Figure 5. Role of srtA in formation of the pilus encoded by the srtF cluster.

A) Western-blotting analysis using anti-Sfp1 antisera of cell wall-anchored proteins (left) and concentrated culture supernatants (right) of S. suis strain P1/7 (lane 1), its derived ΔsrtA mutant (lane 2), a mock-complemented ΔsrtA mutant (lane 3) and the ΔsrtA mutant complemented in trans with srtA (lane 4) (upper panel). SDS-PAGE and Western-blotting were performed as described in Figure 2 legend.
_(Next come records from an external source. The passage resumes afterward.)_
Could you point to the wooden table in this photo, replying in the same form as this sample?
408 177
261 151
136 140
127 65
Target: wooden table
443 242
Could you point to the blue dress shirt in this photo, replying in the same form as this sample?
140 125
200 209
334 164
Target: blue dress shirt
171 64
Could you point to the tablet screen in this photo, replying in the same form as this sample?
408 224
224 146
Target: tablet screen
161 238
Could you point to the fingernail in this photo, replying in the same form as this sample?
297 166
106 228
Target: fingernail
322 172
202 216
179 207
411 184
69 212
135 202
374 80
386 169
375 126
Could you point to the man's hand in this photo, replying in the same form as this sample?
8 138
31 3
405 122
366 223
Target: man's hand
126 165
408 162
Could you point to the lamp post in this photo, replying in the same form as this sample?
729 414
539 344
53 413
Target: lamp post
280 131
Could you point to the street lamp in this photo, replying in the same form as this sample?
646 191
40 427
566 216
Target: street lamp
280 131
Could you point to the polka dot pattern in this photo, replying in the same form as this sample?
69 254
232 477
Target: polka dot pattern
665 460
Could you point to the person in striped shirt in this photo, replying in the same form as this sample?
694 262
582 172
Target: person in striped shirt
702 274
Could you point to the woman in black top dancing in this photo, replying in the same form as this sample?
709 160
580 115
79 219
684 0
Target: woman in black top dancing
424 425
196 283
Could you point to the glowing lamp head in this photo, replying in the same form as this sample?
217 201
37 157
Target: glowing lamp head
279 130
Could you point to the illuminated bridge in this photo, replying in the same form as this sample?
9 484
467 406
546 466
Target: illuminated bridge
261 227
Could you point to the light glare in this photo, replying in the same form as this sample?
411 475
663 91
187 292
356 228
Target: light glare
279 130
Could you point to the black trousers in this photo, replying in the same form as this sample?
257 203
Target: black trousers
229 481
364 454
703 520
While Sfp1 polymers were detected in the cell wall fraction of all four tested strains, Sfp1 monomers were absent from the ΔsrtA mutant and the mock-complemented ΔsrtA. Reintroduction of the srtA gene into the ΔsrtA mutant complemented the defect (left upper panel). More Sfp1 monomers and slightly more Sfp1 polymers were detected in the culture supernatant of the ΔsrtA mutant, while the WT phenotype was restored by complementation with the srtA gene (right upper panel). To ensure that equal amounts of protein were loaded per well in the supernatant fraction, detection of the previously reported [68] secreted protein extracellular factor (EF) was carried out using the same samples and a previously described monoclonal antibody [55] (lower panel). M: Molecular weight markers. B) Immunogold labeling and transmission electron microscopy (magnification: 20,000×) showing scarce but very long pilus-like structures on the cell surface of the ΔsrtA mutant. Note the differences in magnification with the microphotographs shown in Figure 4.